Our Approach

Our Story

The founder and Director, Yvonne González created Mi Escuelita 18 years ago with a unique vision. Mixing the Emergent Open Creative Curriculum and the Reggio Emilia Approach. Combining these methodologies allows us to work with our children to ensure that they learn in the best possible way, nurturing both cognitive as well as emotional-social skills.

Mi Escuelita is proud to be local, independent, and women-owned. At Mi Escuelita, we embrace both childcare and teaching using our own unique approach.

Emergent Open Creative Curriculum

The Emergent Open Creative Curriculum is a widely accepted teaching approach that balances teacher-directed and child-initiated learning. At Mi Escuelita, we also add a very progressive way of teaching to it, combining different ages in an open classroom. Kids range from 2-5 yrs old. Having a mixed-age class promotes compassion, empathy, and role model, giving young ones the chance to interact/play with older kids and vice versa.

The Emergent Open Creative Curriculum stimulates this progressive way of learning and teaching, emphasizing and responding to each child’s interests and emotional needs allowing and encouraging them to build their strengths, confidence, and interests.

Critical components of the Emergent Open Creative Curriculum include but are not limited to promoting social-emotional skills and the arts, which allow children to develop socially, emotionally, physically, and cognitively.

Our Emergent Open Creative Curriculum is built on play and hands-on experiences to help the children’s physical, intellectual, social, and emotional growth.

Our daily schedule includes dramatic play, blocks, art, music, movement, gardening, mindfulness, and cooking, the foundation upon which literacy, math, and science are supported.

The Reggio Emilia Approach

The Reggio Emilia Approach is an innovative educational philosophy that, combined with the Emergent Open Creative Curriculum, sets our methodology apart from other programs.

This approach to teaching treats children as protagonists. Alongside the parents and teachers, children are the main characters in the story of learning. Working in small groups, the children communicate through language, movement, drawing, painting, building, dramatic play, and music.

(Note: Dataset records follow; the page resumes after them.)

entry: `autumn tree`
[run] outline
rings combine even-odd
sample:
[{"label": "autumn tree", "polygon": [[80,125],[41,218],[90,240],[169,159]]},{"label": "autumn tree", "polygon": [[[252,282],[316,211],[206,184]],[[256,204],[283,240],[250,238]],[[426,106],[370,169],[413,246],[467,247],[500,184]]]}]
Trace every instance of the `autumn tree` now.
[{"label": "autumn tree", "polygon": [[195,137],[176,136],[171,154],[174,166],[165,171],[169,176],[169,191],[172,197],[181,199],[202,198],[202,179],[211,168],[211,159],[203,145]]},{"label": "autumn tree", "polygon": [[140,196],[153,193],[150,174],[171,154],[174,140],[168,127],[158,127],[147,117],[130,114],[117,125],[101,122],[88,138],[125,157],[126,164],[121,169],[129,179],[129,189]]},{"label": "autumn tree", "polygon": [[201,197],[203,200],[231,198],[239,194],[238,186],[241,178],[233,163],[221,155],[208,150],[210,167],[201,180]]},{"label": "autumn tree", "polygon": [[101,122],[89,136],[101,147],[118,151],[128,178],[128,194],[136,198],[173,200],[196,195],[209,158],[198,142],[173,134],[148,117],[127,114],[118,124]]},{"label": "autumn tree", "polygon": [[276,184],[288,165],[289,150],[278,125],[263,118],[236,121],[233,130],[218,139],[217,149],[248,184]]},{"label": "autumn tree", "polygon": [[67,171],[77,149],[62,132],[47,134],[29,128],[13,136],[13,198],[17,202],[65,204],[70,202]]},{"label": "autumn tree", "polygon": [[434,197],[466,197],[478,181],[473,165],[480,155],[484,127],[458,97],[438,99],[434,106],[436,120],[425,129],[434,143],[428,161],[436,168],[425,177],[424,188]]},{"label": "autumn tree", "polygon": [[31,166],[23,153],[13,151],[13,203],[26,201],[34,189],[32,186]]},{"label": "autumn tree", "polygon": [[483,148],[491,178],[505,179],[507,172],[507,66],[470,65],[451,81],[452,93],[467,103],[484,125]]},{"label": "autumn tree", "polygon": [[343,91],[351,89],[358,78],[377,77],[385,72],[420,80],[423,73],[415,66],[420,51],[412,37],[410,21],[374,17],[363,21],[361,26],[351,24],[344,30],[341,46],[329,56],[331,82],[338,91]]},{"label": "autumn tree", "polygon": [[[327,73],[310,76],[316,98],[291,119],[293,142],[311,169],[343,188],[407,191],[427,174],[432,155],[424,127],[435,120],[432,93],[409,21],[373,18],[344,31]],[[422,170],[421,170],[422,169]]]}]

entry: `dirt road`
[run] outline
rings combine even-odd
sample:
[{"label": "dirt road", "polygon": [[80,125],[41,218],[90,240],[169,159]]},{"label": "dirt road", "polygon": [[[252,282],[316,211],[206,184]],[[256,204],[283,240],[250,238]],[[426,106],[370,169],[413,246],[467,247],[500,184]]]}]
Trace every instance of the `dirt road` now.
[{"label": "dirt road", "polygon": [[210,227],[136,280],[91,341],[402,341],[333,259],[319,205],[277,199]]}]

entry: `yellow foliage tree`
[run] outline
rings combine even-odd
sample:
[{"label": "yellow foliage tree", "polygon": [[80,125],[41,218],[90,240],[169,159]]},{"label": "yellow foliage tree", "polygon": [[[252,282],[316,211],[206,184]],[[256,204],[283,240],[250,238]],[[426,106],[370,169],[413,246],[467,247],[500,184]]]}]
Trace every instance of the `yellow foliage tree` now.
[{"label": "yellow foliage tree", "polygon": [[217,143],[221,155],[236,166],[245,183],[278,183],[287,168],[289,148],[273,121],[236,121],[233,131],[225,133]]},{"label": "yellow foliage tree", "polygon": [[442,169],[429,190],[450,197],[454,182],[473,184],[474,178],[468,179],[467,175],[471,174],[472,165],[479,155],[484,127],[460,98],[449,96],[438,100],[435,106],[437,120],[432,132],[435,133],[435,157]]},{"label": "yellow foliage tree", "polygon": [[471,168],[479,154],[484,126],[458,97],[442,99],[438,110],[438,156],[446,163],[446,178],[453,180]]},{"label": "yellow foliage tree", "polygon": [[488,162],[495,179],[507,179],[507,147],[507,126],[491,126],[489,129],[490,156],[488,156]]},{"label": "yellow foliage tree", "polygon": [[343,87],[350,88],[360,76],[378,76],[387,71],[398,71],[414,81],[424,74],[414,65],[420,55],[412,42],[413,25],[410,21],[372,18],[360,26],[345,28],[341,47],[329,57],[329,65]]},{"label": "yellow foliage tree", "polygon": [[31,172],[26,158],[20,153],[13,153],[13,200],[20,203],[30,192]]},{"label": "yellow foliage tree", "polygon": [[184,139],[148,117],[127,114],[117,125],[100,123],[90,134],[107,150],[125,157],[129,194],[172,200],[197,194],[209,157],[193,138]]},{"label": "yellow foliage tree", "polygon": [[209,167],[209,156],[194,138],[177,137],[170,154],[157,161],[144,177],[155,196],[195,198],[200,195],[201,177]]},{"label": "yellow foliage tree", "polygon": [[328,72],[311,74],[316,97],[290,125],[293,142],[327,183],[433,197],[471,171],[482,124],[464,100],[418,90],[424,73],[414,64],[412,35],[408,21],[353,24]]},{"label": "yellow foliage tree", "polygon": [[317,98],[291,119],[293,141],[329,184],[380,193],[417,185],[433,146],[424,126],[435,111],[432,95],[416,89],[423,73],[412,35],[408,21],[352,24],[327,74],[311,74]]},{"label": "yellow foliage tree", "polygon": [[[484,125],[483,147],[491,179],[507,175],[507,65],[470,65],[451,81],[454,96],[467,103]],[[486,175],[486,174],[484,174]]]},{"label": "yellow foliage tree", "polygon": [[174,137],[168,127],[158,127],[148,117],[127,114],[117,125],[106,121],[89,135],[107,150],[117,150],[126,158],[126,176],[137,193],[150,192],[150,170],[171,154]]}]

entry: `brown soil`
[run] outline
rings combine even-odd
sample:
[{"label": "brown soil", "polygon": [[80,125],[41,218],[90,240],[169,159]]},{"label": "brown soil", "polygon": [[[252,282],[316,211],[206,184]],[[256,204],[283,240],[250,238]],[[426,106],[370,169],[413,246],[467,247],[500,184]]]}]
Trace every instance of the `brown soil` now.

Our teachers/tías are not only nurturers and guides but also act as researchers, asking questions to learn more about the children’s background knowledge and interests. Then, they build their curriculum around the answers to these questions. Children are allowed to construct their own learning styles, develop a strong sense of self and become better equipped to use problem-solving strategies independently.